Turandot, Coliseum, London

Audiences at English National Opera are being encouraged to file an online review of the performance they attend. A notice above the proscenium advertises the website (www.eno.org/eno_interactive). Judging by the company’s latest production of Turandot, there must be a similar sign above the stage door: this one reads “write your own script”. Dramatic licence has a fine tradition at ENO but, in Turandot, West End darling Rupert Goold (Enron, Oliver!) has followed the instruction to the letter. Just as Puccini took Gozzi’s drama as the starting point for a romantic fantasy about China, Goold takes Puccini’s opera as the starting point for a theatre director’s fantasy about . . . 

Opera? Sadism? Chinese restaurants? Maybe ENO’s interactive website will provide the answer, because Goold’s Turandot throws up even more riddles than Puccini’s ice princess. Unlike the opera, which involves various beheadings and a suicide, the only life to be sacrificed in Goold’s scenario (apart from his own as an opera director) is that of a mute Writer who inhabits the stage from start to finish, scripting every twist of the drama until he gets slashed by Turandot and expires in his own blood. Presumably Goold wants to allude to Puccini’s creative crisis after Liù’s suicide, a crisis he could only resolve by his own death – leaving the opera unfinished. Goold can’t quite get round that one – the Alfano completion is used – but he peppers the action with a child-fairy who picks up the script from the expiring scribe and runs, giving his creation a life beyond his control.

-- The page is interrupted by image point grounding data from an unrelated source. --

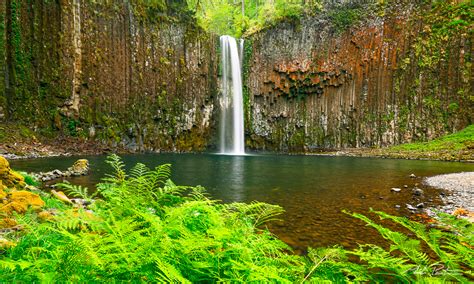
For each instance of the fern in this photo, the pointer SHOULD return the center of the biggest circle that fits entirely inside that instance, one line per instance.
(145, 228)
(118, 166)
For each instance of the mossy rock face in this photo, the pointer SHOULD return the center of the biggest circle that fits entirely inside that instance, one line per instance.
(9, 177)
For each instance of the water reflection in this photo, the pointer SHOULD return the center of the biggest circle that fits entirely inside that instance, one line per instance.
(312, 190)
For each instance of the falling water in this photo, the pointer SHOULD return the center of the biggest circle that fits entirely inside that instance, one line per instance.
(232, 106)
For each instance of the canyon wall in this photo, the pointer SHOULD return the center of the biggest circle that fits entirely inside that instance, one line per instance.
(134, 74)
(123, 72)
(402, 72)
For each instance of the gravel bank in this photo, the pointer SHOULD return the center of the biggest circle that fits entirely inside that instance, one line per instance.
(461, 189)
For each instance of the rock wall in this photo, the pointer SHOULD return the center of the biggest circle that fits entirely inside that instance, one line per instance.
(123, 72)
(402, 73)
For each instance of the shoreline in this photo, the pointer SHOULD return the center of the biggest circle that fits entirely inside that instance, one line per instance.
(67, 147)
(460, 189)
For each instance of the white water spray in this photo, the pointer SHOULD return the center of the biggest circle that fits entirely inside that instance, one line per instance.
(232, 106)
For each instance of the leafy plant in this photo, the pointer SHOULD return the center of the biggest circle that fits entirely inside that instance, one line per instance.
(144, 228)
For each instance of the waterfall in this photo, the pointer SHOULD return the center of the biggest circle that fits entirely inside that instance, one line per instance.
(231, 101)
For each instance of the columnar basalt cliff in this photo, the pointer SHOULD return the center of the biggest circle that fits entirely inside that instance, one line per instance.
(384, 80)
(124, 74)
(142, 76)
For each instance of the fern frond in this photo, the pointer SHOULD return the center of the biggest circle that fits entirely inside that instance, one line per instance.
(139, 170)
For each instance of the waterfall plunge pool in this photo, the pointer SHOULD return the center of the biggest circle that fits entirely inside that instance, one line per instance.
(312, 189)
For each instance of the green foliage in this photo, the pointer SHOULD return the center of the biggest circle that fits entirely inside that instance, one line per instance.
(461, 140)
(147, 229)
(345, 16)
(236, 18)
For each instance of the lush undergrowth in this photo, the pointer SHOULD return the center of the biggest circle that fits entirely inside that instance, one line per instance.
(462, 140)
(144, 228)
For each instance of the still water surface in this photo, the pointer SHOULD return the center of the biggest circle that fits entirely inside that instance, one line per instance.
(312, 189)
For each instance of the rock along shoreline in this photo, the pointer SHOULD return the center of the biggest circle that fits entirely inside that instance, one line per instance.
(461, 189)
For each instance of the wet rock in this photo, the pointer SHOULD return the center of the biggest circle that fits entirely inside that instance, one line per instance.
(61, 196)
(45, 216)
(20, 201)
(410, 207)
(80, 167)
(9, 177)
(417, 191)
(5, 244)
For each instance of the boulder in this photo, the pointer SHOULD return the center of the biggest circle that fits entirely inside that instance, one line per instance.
(80, 167)
(9, 177)
(61, 196)
(20, 201)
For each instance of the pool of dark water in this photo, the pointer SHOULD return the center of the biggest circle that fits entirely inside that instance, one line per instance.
(313, 190)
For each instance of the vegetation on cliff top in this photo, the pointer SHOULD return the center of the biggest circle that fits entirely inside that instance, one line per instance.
(147, 229)
(462, 140)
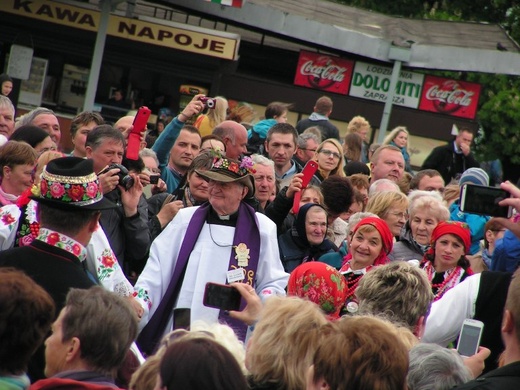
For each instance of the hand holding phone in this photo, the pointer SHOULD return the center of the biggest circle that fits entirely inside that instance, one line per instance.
(221, 297)
(477, 199)
(134, 138)
(469, 337)
(308, 171)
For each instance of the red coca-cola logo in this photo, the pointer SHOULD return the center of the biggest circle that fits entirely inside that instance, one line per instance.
(449, 96)
(323, 72)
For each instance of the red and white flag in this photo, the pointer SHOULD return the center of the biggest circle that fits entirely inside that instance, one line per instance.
(230, 3)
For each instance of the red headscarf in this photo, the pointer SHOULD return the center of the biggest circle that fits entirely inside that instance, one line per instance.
(386, 237)
(459, 229)
(321, 284)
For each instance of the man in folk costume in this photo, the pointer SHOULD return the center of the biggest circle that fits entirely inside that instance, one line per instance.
(69, 204)
(222, 241)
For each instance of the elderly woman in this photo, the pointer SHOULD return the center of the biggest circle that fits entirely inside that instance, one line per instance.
(329, 156)
(369, 247)
(357, 353)
(283, 343)
(399, 137)
(445, 262)
(199, 363)
(17, 161)
(320, 283)
(391, 206)
(425, 213)
(306, 241)
(214, 117)
(38, 138)
(431, 363)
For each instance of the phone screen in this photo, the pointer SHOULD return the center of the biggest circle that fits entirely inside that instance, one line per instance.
(221, 297)
(469, 340)
(484, 200)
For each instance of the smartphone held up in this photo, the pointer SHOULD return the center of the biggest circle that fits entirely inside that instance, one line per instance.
(477, 199)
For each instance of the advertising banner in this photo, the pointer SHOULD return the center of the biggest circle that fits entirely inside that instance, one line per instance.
(451, 97)
(373, 82)
(324, 72)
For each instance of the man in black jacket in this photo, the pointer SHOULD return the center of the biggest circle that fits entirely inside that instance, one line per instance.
(126, 226)
(320, 119)
(453, 159)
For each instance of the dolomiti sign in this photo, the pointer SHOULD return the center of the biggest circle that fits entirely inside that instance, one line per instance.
(372, 81)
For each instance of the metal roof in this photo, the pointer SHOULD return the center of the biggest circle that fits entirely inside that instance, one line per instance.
(447, 45)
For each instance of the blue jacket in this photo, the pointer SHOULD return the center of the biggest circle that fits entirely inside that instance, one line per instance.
(506, 256)
(162, 148)
(475, 222)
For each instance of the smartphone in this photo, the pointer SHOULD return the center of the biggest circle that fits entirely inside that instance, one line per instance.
(154, 179)
(221, 296)
(134, 138)
(469, 337)
(477, 199)
(308, 172)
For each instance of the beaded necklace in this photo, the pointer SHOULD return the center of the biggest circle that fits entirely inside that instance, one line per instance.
(451, 278)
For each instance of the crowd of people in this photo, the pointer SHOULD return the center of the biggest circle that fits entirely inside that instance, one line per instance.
(357, 273)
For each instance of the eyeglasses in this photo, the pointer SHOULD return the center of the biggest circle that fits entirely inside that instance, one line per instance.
(329, 153)
(400, 215)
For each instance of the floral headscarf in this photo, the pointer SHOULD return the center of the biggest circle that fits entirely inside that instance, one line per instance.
(459, 229)
(321, 284)
(386, 238)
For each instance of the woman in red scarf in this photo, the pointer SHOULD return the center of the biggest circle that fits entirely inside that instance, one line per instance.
(445, 262)
(321, 284)
(371, 243)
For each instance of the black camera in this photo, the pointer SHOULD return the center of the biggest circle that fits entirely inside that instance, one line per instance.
(125, 179)
(211, 103)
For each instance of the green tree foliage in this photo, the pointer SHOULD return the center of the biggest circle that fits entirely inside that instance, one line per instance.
(499, 106)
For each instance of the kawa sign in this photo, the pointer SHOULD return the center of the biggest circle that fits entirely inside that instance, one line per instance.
(324, 72)
(451, 97)
(373, 82)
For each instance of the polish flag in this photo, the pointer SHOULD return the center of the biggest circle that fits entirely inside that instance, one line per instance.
(230, 3)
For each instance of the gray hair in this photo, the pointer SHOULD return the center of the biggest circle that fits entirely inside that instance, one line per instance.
(303, 138)
(433, 204)
(146, 152)
(433, 367)
(28, 118)
(376, 186)
(6, 102)
(355, 218)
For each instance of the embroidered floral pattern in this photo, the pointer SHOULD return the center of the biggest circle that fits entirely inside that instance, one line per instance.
(63, 242)
(69, 193)
(7, 219)
(245, 167)
(106, 262)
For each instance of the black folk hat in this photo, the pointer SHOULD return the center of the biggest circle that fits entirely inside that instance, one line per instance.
(70, 183)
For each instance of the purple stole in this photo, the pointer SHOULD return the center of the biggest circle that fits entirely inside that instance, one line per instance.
(246, 231)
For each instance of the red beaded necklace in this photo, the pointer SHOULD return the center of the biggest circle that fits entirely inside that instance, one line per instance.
(448, 282)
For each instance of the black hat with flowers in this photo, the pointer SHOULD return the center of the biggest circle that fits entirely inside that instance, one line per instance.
(227, 170)
(70, 182)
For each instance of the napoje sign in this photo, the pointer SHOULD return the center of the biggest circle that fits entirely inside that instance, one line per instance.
(147, 30)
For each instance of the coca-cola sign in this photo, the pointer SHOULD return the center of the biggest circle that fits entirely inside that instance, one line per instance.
(451, 97)
(323, 72)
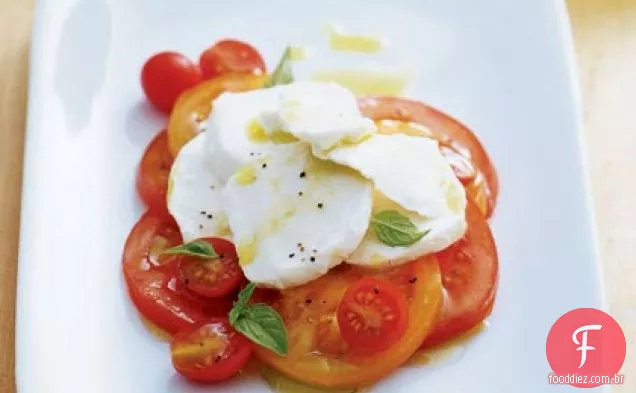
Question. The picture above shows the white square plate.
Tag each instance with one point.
(503, 67)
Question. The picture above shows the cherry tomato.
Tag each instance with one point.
(372, 315)
(318, 352)
(231, 56)
(213, 277)
(484, 186)
(470, 272)
(153, 173)
(210, 351)
(165, 76)
(153, 280)
(194, 106)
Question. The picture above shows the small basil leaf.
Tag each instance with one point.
(245, 294)
(395, 230)
(197, 248)
(240, 304)
(282, 74)
(263, 326)
(235, 313)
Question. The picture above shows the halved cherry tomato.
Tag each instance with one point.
(372, 315)
(231, 56)
(210, 351)
(484, 186)
(194, 106)
(213, 277)
(165, 76)
(318, 353)
(153, 173)
(153, 280)
(470, 271)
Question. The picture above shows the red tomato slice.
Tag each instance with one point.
(372, 315)
(484, 187)
(213, 277)
(231, 56)
(153, 281)
(319, 354)
(165, 76)
(153, 173)
(210, 351)
(470, 271)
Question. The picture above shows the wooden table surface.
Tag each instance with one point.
(605, 36)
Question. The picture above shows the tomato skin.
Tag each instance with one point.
(216, 277)
(470, 272)
(165, 76)
(195, 104)
(153, 173)
(450, 133)
(153, 282)
(367, 303)
(210, 351)
(231, 56)
(319, 356)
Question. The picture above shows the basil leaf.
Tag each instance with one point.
(263, 326)
(258, 322)
(246, 293)
(394, 229)
(197, 248)
(282, 74)
(239, 306)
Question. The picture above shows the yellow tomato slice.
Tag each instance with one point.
(195, 104)
(319, 356)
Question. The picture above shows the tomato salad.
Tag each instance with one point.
(349, 327)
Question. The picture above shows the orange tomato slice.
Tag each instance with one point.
(195, 104)
(320, 356)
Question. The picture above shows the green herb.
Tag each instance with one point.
(197, 248)
(394, 229)
(282, 74)
(259, 322)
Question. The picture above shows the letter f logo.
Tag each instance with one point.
(584, 347)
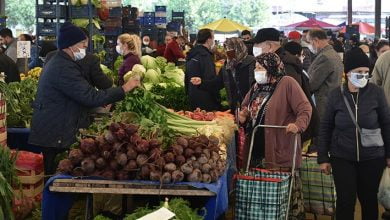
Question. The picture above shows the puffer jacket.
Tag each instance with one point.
(338, 134)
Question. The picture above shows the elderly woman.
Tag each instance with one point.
(276, 99)
(357, 165)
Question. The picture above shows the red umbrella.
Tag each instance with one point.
(312, 23)
(364, 28)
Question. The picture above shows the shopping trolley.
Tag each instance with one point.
(264, 194)
(318, 189)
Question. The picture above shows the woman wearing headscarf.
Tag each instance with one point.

If that seems far-fetched or irrelevant to Turandot, you ain’t seen nothin’ yet. Goold’s Orient, designed by Miriam Buether and Katrina Lindsay, is the Imperial Palace restaurant, whose colours, characters and kitchen smells are whipped up by the Writer (Scott Handy) into a plot even more unlikely than Puccini’s. The knife-wielding chefs mutate into the three Masks, who get together at the start of Act Two for a smoke on the fire escape. The dining clientele – a Sgt Pepper-style assortment of colourful English archetypes – become the people of Peking. And the kitchen turns into a human abattoir where the carcasses of Turandot’s victims are hung and fried. There is more: the fan-waving mannequins, the pigs’ heads, the chopsticks and Chinese calligraphy. Goold sucks all the psychology out of the piece and throws in everything but the kitchen sink. The dish he proposes is an eyeful of exotica; what we are really being served is a dog.

The evening is saved by the music. Turandot and Calaf may get the solo spots but ENO hands the lead roles to its chorus and orchestra, both in outstanding form under the company’s talismanic music director Edward Gardner, who reveals the sophisticated chiaroscuro and perfumed atmosphere of Puccini’s score to a degree I’ve never heard before. Kirsten Blanck is a remarkably sympathetic princess, holding the stage enigmatically and singing in juicy, voluptuous tones. Gwyn Hughes Jones’ Calaf struggles manfully to find a place in Goold’s scenario, and sculpts “Nessun Dorma” with taste. For opera fans, the real scene-stealer is Amanda Echalaz’s Liù, a vibrant performer with a lyric soprano that fills and flatters the vocal line – leaving us hungry for her ENO Tosca later this season. That should prove a welcome palette-cleanser after this distinctly whiffy Turandot.